Despite these declines, we still expect C. finmarchicus to be present in the Northeast U.S. Shelf year round, supporting the results of the GAM used by Villarino et al.35. This contrasts with the work of Reygondeau and Beaugrand38, who projected that C. finmarchicus would be absent (probability of occurrence <0.1) by 2050–2059 under the IPCC B2 scenario. This discrepancy could be due to a variety of reasons, including the lower spatial resolution of the climate model analyzed in that study (MPI-ECHAM4, 1° × 1°), the lack of seasonal temporal resolution, different C. finmarchicus life cycle stages used to train the model, and structural differences of the statistical models. Each of these projections used different climate scenarios, and Reygondeau and Beaugrand used the least severe scenario of the three, indicating that climate scenarios are unlikely to be the cause for the discrepancy between the models.

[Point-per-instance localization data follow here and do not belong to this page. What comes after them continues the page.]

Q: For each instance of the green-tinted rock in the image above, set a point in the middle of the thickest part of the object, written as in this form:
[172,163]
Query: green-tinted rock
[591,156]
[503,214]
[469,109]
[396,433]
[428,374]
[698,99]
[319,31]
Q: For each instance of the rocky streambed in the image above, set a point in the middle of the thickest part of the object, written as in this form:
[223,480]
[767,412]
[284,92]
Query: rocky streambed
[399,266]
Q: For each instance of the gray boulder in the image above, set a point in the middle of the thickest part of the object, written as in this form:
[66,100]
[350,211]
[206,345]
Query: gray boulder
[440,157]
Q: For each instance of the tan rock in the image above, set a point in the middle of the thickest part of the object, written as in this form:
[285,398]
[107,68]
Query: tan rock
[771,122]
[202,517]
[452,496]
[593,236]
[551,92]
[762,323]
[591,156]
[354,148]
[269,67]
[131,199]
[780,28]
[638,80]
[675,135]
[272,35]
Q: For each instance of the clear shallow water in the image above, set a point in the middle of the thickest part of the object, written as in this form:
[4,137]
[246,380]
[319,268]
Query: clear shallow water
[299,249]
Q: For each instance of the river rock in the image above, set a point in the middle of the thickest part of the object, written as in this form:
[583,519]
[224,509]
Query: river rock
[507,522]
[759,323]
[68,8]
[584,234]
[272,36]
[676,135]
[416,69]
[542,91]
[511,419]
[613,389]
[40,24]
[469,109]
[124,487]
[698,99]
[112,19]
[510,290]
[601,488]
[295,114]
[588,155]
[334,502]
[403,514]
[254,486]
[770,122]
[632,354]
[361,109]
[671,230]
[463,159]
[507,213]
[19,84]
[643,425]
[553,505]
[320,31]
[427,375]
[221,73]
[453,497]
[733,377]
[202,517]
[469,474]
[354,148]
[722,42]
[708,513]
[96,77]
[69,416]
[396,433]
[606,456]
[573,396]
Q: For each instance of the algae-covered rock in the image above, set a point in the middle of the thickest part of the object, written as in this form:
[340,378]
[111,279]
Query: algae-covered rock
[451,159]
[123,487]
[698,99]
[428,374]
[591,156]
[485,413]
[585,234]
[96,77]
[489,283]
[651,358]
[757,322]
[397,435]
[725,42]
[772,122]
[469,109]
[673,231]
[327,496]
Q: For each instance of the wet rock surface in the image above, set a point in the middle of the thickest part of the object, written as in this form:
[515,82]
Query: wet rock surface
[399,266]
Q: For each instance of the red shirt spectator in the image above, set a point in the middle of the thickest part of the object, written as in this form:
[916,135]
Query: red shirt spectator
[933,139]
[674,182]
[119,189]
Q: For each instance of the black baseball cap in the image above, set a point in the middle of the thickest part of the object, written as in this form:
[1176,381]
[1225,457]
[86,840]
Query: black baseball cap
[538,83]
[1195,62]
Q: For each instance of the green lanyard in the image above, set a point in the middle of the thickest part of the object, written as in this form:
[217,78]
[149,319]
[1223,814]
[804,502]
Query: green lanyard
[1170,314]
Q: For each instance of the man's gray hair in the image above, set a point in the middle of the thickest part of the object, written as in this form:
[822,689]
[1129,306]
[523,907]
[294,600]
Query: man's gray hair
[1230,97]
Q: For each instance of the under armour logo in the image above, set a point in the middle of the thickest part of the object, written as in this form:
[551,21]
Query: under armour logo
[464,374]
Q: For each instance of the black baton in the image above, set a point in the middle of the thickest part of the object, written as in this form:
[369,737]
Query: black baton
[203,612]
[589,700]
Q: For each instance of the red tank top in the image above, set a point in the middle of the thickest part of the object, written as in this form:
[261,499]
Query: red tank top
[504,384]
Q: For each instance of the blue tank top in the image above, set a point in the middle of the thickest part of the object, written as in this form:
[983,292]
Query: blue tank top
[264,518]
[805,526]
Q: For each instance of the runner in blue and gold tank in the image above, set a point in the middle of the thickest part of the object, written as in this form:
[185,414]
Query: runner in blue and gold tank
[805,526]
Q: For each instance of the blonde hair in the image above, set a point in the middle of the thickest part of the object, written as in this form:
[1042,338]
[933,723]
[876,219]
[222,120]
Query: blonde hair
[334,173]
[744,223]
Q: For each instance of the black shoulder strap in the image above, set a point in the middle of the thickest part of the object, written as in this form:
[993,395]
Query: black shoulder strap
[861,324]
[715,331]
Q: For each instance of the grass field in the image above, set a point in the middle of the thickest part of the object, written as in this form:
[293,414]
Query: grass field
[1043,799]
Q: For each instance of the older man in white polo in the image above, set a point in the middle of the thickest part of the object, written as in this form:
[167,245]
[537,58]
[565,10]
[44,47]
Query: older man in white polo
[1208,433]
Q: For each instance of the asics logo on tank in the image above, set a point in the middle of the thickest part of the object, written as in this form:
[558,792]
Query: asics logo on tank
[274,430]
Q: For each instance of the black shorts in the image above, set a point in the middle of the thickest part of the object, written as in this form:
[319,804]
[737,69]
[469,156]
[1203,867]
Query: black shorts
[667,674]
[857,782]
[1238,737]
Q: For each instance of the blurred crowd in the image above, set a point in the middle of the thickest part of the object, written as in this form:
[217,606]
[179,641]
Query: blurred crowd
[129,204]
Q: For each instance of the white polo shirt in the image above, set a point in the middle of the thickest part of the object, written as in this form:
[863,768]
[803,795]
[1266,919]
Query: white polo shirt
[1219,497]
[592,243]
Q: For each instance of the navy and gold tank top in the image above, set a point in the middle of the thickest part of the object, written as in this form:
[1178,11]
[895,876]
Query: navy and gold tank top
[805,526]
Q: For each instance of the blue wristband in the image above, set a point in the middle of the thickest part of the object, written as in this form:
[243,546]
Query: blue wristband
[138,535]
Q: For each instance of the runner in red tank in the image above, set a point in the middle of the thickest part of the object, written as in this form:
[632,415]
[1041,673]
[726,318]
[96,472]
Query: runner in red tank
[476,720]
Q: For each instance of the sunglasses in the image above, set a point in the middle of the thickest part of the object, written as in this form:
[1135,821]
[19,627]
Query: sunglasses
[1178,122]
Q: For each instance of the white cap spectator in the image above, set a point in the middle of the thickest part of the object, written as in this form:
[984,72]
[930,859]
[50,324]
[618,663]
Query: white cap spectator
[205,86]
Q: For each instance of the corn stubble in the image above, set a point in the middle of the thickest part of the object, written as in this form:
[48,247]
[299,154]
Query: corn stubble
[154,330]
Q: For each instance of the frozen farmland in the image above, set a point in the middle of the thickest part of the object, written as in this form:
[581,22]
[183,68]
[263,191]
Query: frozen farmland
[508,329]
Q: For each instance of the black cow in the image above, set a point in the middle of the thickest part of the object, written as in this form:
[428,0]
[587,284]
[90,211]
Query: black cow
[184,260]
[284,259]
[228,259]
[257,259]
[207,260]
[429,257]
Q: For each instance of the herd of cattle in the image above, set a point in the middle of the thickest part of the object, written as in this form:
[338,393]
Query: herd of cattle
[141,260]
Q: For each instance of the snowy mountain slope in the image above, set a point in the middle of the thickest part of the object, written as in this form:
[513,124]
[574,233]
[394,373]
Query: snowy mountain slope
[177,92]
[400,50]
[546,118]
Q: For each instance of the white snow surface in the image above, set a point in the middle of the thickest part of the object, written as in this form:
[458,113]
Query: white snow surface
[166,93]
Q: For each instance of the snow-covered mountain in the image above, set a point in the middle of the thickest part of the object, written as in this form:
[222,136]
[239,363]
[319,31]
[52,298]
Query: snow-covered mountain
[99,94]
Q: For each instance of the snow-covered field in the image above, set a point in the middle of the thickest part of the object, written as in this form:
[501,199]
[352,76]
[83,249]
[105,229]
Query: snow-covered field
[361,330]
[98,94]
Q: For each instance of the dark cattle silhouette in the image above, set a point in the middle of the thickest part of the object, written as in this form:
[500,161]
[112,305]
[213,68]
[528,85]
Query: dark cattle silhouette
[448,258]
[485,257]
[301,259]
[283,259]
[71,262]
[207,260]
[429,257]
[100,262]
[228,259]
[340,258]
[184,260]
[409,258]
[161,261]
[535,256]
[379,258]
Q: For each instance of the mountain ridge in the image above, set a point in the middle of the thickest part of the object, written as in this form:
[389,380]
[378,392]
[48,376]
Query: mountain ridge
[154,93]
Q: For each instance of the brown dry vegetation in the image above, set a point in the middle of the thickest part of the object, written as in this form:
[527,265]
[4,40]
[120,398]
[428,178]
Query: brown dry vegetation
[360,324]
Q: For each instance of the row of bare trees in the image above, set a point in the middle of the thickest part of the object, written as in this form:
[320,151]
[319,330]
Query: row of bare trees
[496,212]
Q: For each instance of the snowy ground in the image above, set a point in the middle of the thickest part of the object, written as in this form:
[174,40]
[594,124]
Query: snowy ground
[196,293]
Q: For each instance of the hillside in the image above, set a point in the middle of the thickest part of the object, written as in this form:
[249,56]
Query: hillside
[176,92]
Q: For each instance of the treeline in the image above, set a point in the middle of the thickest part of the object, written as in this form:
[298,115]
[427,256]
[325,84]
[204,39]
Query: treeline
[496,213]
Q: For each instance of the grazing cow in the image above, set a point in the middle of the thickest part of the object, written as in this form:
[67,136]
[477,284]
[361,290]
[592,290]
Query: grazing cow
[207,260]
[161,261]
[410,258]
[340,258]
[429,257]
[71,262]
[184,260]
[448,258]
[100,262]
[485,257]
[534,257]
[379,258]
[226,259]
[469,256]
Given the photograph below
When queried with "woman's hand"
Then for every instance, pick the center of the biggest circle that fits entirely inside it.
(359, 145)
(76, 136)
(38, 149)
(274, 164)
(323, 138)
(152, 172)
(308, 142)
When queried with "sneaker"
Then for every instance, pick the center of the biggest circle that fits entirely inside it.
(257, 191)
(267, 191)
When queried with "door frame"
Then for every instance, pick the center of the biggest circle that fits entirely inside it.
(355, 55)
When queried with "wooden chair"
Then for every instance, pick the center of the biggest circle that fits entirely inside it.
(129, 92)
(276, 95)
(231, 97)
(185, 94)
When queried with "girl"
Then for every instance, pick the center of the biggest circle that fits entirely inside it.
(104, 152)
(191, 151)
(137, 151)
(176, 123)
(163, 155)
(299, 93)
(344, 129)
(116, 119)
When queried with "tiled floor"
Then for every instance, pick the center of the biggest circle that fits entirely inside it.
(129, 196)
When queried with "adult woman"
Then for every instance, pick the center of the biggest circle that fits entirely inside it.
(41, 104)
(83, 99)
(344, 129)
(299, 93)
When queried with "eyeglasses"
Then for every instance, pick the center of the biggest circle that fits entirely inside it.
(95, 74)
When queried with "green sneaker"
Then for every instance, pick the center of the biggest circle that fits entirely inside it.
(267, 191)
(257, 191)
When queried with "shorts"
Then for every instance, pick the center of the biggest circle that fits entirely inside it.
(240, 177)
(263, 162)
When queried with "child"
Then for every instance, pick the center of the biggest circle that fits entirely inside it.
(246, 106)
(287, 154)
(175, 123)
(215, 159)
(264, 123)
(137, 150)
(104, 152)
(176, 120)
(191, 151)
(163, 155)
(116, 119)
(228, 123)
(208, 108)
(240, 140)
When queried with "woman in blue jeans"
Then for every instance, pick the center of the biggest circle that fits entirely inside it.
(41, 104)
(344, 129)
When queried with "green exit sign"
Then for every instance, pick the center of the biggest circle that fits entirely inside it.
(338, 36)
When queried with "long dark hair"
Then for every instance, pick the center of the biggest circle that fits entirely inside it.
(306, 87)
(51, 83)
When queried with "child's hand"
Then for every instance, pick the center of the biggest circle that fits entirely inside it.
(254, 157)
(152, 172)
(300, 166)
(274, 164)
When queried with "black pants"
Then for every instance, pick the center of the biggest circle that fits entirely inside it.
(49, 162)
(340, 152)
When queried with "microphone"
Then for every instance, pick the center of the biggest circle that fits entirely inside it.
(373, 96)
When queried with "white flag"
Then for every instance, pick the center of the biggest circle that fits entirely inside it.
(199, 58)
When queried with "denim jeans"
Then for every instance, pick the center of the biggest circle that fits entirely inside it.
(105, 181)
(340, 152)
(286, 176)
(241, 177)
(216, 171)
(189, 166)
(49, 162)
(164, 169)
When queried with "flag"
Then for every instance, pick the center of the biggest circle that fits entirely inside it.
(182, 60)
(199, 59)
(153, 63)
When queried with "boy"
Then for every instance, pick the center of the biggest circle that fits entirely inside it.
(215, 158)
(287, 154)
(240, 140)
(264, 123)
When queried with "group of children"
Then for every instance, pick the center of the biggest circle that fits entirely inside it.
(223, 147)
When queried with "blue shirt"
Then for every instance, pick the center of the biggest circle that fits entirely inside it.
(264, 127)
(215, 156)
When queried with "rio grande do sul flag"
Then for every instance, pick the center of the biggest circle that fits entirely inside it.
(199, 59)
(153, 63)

In other niche models20, 35, 38, 81, SST was determined to be an extremely important component in determining probability of occurrence. However, SST was the only variable we used that was deemed insignificant by the GAM. This is due to our inclusion of BT, without which SST is highly significant. This could indicate that BT is a better variable to use in modelling C. finmarchicus, or that dynamics are different when attempting to model the entire North Atlantic instead of just the Northwest Atlantic studied here. Additionally, BT could be a more important factor in determining density, but likelihood of occurrence can be modelled using only surface variables. This model is only a proxy for the different effects of changing conditions, so the exact physiological and life history mechanisms being disrupted by climate change are uncertain. Because depth is static, BT is the most important variable in our study driving the declines of C. finmarchicus with climate change. Increasing temperature can affect C. finmarchicus populations in a variety of ways including decreasing body size78, 79, egg production23, or available nutrients and dissolved oxygen48.

Overall, we are projecting substantial decreases of C. finmarchicus in the Northeast U.S. Shelf due to anthropogenic climate change by the end of the century. Mitigation is likely to only affect the magnitude of these changes, not the likelihood. This could have profound impacts on the North Atlantic right whale and many other economically and socially important species that are dependent on C. finmarchicus. However, more detailed projections involving species interactions and physical effects not considered here are still required in order to best assess the threat to C. finmarchicus on the Northeast U.S. Shelf.